Managing Large Files in Git: LFS and Alternatives
A practical guide to handling large files in Git repositories using Git LFS, git-annex, .gitignore strategies, and external storage patterns.
Managing Large Files in Git: LFS and Alternatives
Git was designed for text files. Every commit stores a full snapshot of every file, and Git's delta compression works brilliantly on source code. But add a 50MB design file, a 200MB database dump, or a collection of video assets, and the repository balloons. Every clone downloads every version of every large file ever committed. A repository with ten versions of a 100MB file is a gigabyte before anyone writes a line of code.

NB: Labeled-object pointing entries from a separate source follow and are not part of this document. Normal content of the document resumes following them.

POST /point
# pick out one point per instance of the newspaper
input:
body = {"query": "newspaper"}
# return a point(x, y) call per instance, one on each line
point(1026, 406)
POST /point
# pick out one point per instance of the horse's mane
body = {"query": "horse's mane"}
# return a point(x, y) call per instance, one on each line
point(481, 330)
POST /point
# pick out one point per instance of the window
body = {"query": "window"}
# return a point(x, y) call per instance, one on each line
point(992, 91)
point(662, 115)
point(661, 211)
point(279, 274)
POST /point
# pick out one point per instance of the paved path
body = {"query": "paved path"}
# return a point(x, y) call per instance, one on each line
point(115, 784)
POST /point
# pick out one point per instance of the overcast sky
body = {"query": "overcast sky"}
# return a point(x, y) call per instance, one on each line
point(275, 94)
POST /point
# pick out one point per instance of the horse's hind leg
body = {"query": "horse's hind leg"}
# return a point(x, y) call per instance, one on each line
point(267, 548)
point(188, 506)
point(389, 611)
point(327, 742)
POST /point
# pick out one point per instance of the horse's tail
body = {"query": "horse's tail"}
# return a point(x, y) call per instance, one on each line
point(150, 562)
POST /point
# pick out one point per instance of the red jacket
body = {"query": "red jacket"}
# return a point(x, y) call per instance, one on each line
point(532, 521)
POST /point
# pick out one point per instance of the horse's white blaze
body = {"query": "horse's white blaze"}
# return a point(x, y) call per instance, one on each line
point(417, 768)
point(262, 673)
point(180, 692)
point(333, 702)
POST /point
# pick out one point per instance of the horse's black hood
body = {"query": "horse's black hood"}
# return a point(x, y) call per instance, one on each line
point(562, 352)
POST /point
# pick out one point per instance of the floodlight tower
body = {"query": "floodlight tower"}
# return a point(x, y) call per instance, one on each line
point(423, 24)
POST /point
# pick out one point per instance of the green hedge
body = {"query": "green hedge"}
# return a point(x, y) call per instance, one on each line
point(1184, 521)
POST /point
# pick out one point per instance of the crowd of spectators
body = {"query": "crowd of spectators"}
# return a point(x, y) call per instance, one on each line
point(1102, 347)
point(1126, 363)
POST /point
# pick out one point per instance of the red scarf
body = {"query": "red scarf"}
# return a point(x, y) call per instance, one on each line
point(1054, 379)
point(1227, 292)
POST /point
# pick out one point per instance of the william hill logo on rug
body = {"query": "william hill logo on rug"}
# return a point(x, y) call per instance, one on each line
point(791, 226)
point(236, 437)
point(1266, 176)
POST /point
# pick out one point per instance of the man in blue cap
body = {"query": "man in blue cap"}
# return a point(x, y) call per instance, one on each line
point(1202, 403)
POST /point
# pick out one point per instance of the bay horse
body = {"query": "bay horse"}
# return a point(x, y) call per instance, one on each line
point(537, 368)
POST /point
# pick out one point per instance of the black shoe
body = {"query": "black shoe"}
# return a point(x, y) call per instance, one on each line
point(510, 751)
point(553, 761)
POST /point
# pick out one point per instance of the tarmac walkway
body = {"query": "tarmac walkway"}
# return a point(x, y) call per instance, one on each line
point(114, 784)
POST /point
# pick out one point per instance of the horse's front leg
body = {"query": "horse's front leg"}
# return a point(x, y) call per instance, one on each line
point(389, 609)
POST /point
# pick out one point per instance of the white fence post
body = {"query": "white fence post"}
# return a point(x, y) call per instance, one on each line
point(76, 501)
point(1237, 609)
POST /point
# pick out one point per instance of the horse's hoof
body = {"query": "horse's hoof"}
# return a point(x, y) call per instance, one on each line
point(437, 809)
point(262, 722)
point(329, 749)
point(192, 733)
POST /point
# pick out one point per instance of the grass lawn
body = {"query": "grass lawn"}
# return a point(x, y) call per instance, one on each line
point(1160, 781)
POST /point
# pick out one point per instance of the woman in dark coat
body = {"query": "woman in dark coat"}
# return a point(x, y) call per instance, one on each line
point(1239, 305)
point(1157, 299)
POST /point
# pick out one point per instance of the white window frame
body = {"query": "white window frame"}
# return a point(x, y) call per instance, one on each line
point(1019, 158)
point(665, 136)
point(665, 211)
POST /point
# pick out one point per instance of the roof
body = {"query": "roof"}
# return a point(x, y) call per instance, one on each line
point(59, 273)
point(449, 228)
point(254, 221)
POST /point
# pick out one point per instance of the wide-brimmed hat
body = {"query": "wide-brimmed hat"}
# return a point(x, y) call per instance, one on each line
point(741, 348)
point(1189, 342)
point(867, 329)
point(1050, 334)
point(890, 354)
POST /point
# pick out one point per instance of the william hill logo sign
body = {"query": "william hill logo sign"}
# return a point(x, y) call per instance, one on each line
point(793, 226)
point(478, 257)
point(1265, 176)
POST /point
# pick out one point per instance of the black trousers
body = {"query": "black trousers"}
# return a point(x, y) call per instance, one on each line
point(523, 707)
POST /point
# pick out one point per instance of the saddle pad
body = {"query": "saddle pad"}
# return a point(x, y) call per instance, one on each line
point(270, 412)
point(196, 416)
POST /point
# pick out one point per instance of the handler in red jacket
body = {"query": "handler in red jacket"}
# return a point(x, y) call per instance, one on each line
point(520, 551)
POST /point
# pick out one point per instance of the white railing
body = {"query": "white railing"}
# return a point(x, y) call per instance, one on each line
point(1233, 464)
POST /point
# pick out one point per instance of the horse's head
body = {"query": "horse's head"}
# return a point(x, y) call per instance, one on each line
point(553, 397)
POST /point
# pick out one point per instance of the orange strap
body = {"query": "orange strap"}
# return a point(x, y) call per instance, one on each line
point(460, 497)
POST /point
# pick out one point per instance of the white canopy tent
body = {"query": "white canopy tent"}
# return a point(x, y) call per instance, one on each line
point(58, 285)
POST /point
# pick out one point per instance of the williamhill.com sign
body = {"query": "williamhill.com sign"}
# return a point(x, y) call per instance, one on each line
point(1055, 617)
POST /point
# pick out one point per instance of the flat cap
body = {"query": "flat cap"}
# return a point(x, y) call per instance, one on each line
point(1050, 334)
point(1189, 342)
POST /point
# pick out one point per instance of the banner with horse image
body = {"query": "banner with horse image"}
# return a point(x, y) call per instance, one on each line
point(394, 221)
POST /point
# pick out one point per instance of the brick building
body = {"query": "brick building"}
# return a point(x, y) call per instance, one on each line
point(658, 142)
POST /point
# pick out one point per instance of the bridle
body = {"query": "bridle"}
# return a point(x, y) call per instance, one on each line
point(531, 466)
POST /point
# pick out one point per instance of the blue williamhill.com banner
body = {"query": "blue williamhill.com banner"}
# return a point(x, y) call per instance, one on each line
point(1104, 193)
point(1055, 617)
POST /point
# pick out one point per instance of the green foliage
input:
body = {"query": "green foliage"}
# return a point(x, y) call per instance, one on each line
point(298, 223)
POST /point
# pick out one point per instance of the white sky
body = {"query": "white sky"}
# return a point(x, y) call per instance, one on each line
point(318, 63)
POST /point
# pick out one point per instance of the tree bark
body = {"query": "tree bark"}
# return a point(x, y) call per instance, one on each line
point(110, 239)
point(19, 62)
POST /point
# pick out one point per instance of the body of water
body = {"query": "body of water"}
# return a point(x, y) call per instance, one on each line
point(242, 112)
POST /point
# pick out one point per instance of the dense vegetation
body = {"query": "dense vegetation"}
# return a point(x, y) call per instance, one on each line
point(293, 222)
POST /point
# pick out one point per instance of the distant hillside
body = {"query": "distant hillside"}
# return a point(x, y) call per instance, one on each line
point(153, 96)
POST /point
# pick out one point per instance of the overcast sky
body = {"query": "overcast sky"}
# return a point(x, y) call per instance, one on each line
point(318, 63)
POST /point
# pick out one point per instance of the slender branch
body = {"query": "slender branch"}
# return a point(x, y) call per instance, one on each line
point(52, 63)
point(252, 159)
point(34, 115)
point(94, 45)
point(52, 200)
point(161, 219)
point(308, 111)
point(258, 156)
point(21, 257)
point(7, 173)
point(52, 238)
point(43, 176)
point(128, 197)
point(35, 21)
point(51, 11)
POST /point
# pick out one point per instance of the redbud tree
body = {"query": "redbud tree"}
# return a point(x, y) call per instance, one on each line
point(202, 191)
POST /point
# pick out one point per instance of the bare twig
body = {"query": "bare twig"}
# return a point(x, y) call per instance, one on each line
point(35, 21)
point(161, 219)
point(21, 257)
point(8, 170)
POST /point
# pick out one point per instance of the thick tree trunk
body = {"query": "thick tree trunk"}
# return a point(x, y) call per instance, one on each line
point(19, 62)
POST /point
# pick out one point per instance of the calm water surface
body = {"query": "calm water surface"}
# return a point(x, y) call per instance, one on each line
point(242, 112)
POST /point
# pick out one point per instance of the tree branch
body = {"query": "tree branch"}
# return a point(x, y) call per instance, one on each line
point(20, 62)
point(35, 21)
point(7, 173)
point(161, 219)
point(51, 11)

I have seen repositories grow to 10GB+ because someone committed build artifacts or training datasets. Git LFS solves this by storing large files outside the Git repository while keeping pointers in the repo. This guide covers LFS setup, migration, and the alternatives for when LFS is not the right fit.
Prerequisites
- Git installed (v2.20+)
- Git LFS installed (
git lfs install) - A repository with large files or planning to add them
- Terminal access
The Problem with Large Files in Git
# Check repository size
git count-objects -vH
# size-pack: 2.34 GiB ← This should be kilobytes for a code-only repo
# Find the largest objects in history
git rev-list --objects --all | \
git cat-file --batch-check='%(objecttype) %(objectname) %(objectsize:disk) %(rest)' | \
sed -n 's/^blob //p' | \
sort -rnk2 | \
head -20
# abc1234 104857600 assets/video/demo.mp4
# def5678 52428800 data/training-set.csv
# ghi9012 31457280 docs/presentation.pptx
Each version of these files is stored as a full blob. Delete the file in a later commit and the old versions still live in history, inflating clone size permanently.
Git LFS Basics
Git LFS replaces large files in your repository with small pointer files. The actual file content is stored on a separate LFS server.
Installation
# macOS
brew install git-lfs
# Ubuntu/Debian
sudo apt install git-lfs
# Windows (included with Git for Windows)
# Already installed
# Initialize LFS for your user
git lfs install
Tracking File Types
# Track all PSD files
git lfs track "*.psd"
# Track all files in a directory
git lfs track "assets/videos/**"
# Track specific file types
git lfs track "*.mp4"
git lfs track "*.zip"
git lfs track "*.tar.gz"
git lfs track "*.png"
git lfs track "*.jpg"
git lfs track "*.pdf"
git lfs track "*.sqlite"
# View tracked patterns
git lfs track
# Listing tracked patterns
# *.psd (.gitattributes)
# *.mp4 (.gitattributes)
# assets/videos/** (.gitattributes)
Tracking patterns are stored in .gitattributes:
# .gitattributes
*.psd filter=lfs diff=lfs merge=lfs -text
*.mp4 filter=lfs diff=lfs merge=lfs -text
*.zip filter=lfs diff=lfs merge=lfs -text
assets/videos/** filter=lfs diff=lfs merge=lfs -text
Committing LFS Files
After setting up tracking, commit the .gitattributes file and add your large files normally:
git add .gitattributes
git commit -m "chore: configure Git LFS tracking"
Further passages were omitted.